Re: Software RAID checksum performance on 24 disks not even close to kernel reported

Joe Landman <joe.landman@xxxxxxxxx> · Thu, 07 Jun 2012 10:40:56 -0400

Not to interject too much here ...

On 06/07/2012 12:06 AM, Stan Hoeppner wrote:
On 6/6/2012 11:09 AM, Dan Williams wrote:

Hardware raid ultimately does the same shuffling, outside of nvram an
advantage it has is that parity data does not traverse the bus...

Are you referring to the host data bus(s)?  I.e. HT/QPI and PCIe?
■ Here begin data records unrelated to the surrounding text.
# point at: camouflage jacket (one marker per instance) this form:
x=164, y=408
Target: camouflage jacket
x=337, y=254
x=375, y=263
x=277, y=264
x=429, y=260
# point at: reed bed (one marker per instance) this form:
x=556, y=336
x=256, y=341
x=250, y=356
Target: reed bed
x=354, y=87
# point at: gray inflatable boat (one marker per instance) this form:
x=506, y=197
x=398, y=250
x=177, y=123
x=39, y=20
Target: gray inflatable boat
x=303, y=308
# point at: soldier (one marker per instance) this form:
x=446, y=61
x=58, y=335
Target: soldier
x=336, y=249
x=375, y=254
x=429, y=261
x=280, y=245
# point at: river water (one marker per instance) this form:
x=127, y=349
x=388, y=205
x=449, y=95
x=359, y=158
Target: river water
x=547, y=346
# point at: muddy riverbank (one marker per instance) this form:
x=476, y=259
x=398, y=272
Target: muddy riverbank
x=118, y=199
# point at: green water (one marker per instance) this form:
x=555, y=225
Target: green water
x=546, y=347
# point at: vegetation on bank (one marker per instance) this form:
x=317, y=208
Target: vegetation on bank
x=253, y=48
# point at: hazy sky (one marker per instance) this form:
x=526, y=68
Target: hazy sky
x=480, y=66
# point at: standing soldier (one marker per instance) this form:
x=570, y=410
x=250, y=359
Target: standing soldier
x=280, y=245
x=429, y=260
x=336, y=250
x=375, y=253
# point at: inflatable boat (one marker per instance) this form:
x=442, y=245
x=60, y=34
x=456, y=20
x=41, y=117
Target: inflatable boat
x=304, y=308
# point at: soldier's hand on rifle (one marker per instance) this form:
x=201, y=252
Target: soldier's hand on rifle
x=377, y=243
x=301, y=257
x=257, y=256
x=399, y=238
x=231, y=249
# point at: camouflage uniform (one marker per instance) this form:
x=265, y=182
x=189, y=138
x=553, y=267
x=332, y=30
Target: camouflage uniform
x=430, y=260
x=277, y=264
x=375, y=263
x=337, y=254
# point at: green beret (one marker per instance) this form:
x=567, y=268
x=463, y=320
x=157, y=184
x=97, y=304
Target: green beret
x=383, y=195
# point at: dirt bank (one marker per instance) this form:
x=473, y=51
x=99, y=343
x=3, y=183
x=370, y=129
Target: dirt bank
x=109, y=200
With a 24 disk array, a full stripe write is only 1/12th parity data,
less than 10%.  And the buses (point to point actually) of 24 drive
caliber systems will usually start at one way B/W of 4GB/s for PCIe 2.0
x8 and with one way B/W from the PCIe controller to the CPU starting at

PCIe gen 2 is ~500MB/s per lane in each direction, but there's like a 
14% protocol overhead, so your "sustained" streaming performance is more 
along the lines of 430 MB/s.  For a PCIe x8 gen 2 system, this nets you 
about 3.4GB/s in each direction.

10.4GB/s for AMD HT 3.0 systems.  PCIe x8 is plenty to handle a 24 drive
md RAID 6, using 7.2K SATA drives anyway.

Each drive capable of streaming say 140 MB/s (modern drives).  24 x 140 
= 3.4 GB/s

This assumes streaming, no seeks that aren't part of streaming.

This said, this is *not* a design pattern you'd want to follow for a 
number of reasons.

But for seek heavy designs, you aren't going to hit anything close to 
140 MB/s.  We've just done a brief study for a customer on what they 
should expect to see (by measuring it and reporting on the measurement). 
 Assume close to an order of magnitude off for seekier loads.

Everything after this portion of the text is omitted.